Bariatric surgery is a collective term used for a wide variety of weight loss procedures that are adopted to make certain changes in the patient’s digestive system to accelerate the process of weight loss. This reduces the food intake ability of the individual and can cause malabsorption of nutrients. All the surgeries have their benefits and risks. The surgical procedure is viewed as the last and final option and it is recommended to patients when exercise, workout, and diet plans are not able to deliver the desired outcomes. Further, patients who are suffering from some serious health issues being obese.
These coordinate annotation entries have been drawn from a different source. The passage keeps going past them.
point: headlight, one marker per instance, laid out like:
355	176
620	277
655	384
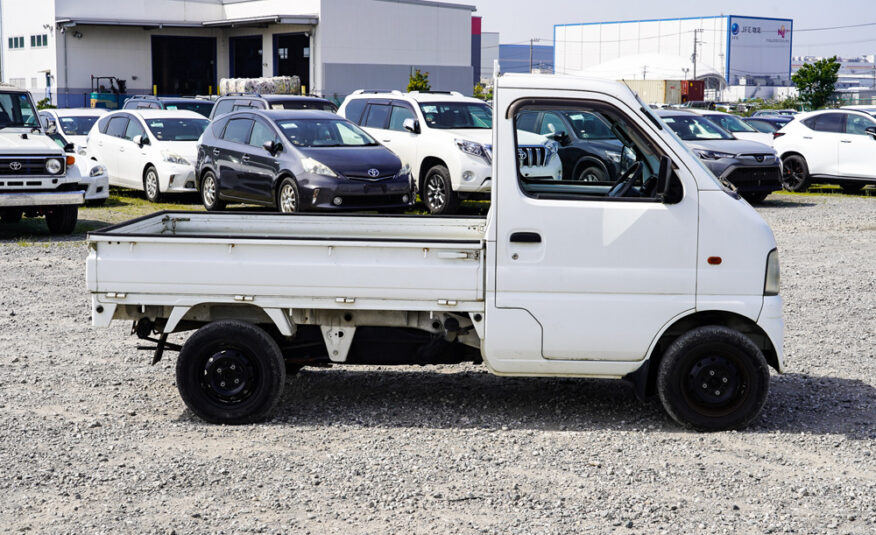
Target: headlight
713	155
172	157
771	284
54	166
315	167
475	149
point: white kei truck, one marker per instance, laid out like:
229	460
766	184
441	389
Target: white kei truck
663	277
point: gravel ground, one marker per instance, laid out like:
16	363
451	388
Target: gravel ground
94	440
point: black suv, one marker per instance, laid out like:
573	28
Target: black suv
254	101
148	102
298	160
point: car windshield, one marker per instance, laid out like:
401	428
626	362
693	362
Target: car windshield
177	129
730	123
447	115
77	125
324	133
204	107
693	128
589	126
16	110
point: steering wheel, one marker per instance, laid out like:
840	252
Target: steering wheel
626	181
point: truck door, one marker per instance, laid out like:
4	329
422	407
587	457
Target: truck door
600	266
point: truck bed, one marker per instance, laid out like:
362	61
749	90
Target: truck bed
291	260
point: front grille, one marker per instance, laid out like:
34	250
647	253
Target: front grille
11	166
531	156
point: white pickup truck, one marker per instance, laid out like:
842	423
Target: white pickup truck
663	277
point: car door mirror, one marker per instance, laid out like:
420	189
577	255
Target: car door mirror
411	125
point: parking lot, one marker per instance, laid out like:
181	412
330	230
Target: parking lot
94	440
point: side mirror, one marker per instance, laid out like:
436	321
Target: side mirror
411	125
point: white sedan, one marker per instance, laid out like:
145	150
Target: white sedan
149	150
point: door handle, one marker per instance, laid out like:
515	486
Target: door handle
525	237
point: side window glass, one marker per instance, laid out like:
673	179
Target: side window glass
237	130
604	156
260	134
398	116
377	115
117	127
134	129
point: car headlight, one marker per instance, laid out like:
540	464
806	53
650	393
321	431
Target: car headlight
713	155
54	166
315	167
475	149
172	157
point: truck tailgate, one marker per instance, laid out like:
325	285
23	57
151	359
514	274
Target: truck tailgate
291	256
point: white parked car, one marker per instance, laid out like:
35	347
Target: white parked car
150	150
736	126
834	146
446	139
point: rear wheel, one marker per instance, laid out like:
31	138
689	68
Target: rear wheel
230	372
795	173
210	193
713	378
62	219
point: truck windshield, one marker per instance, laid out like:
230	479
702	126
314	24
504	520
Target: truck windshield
692	128
177	129
16	110
324	133
448	115
77	125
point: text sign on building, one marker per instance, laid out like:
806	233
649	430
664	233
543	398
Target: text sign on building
759	51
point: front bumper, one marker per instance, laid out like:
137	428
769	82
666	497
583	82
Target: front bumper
40	199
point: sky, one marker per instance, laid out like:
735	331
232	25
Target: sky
518	21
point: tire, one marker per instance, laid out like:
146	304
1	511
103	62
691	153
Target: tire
62	219
151	187
225	351
437	192
795	173
755	197
210	193
10	216
713	378
851	187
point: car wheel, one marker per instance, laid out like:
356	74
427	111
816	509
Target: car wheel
150	185
230	372
438	194
713	378
210	193
795	173
62	219
288	199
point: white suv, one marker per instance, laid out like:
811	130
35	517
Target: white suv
446	139
837	146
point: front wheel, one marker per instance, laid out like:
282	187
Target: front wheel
62	219
230	372
713	378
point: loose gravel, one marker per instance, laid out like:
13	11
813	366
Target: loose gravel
95	440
Most of the bariatric procedures are performed laparoscopically which requires a small incision under general anesthesia. The surgeon inserts the camera using thin tools and a scope that is attached to the camera. Thus, images of the inside can be easily viewed on the monitor. This is a comparatively better approach as compared to open surgery as it involves less risk, pain, and scarring. The recovery phase is also faster in laparoscopy procedures. Open surgery is suggested to patients who are suffering from high obesity, other medical complications, or had stomach surgery earlier.
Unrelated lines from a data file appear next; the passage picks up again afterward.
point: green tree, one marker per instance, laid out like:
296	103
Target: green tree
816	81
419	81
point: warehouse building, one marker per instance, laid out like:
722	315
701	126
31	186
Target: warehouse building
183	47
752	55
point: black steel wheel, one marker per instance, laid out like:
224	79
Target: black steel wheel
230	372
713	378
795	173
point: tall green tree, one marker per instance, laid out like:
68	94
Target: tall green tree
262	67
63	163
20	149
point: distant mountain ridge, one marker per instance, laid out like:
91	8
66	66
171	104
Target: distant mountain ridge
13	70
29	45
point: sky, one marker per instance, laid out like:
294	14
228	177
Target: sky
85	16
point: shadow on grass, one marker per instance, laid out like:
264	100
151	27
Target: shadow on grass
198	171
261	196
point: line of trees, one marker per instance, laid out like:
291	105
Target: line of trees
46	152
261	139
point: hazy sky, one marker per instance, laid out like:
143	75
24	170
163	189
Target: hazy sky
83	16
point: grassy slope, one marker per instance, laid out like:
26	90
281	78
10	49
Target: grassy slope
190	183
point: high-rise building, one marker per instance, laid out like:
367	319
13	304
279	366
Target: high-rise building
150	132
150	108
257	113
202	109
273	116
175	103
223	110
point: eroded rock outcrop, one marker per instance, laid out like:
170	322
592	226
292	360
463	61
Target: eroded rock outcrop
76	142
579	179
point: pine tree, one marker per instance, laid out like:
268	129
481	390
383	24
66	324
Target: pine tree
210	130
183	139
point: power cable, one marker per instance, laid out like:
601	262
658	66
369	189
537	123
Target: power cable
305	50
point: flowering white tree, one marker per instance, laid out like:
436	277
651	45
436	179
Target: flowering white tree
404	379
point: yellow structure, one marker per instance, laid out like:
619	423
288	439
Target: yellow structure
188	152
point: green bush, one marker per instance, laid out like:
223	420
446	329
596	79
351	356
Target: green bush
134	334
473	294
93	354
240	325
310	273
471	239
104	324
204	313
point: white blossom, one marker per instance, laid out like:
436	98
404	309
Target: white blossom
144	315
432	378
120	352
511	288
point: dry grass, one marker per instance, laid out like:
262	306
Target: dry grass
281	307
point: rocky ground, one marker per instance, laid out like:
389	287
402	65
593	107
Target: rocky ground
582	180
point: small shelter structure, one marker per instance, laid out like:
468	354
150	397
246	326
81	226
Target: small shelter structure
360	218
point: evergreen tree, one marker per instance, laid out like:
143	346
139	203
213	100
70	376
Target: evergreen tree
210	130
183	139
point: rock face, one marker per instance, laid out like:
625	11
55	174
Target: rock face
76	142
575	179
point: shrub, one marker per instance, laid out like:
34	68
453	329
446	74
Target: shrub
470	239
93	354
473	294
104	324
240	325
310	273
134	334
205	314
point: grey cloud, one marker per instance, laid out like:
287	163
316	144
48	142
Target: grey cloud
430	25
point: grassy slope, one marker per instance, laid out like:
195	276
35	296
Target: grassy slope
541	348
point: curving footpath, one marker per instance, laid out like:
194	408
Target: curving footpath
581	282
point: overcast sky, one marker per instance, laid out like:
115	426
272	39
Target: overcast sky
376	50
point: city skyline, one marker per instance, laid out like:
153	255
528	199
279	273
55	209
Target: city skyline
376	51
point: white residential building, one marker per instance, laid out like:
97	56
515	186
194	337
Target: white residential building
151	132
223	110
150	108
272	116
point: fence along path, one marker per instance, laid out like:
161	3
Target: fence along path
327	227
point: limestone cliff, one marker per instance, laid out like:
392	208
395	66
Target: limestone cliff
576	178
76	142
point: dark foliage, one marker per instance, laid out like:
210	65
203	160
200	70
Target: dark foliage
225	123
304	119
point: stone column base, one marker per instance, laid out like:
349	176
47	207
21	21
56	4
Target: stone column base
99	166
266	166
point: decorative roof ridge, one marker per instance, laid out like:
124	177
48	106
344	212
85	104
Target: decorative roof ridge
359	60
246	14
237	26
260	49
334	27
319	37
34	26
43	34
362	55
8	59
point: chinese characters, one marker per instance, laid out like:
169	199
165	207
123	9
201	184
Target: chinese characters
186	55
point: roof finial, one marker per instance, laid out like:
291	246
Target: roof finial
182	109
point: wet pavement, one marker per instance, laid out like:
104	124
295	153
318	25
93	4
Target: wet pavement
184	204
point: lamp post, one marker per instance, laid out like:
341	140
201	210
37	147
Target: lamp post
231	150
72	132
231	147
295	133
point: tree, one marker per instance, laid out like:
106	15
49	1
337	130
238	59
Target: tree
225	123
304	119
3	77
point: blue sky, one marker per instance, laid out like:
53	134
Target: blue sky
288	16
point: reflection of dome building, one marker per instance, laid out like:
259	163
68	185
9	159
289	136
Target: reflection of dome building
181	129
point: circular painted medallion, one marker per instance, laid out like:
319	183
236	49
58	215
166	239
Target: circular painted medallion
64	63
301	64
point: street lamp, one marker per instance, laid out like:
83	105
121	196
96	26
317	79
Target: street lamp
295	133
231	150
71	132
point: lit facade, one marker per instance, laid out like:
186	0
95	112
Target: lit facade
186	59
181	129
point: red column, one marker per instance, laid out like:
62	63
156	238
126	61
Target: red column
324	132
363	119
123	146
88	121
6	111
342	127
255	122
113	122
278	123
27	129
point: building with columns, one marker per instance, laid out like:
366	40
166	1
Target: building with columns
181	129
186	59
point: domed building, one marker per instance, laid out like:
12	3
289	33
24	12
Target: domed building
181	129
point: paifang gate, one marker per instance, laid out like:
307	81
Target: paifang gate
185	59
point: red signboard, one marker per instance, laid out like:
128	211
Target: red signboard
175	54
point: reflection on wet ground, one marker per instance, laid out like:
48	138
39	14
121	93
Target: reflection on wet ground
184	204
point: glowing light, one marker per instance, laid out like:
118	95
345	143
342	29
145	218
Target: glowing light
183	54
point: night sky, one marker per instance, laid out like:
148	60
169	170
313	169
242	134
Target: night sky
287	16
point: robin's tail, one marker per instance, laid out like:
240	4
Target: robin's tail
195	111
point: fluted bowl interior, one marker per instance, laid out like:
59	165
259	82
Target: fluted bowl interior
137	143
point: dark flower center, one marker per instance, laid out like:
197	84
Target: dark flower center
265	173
Body Mass Index (BMI) is an effective way to check whether an individual is a right candidate for weight loss surgery or not. Individuals with a BMI of 35 or greater suffering from obesity cannot be treated with diet and exercise alone, thus, weight-loss surgery is recommended to such people. Moreover, obese patients who are not able to get desired outcomes with lifestyle changes and medication and are having a BMI between 30-35 are also suitable for the surgery.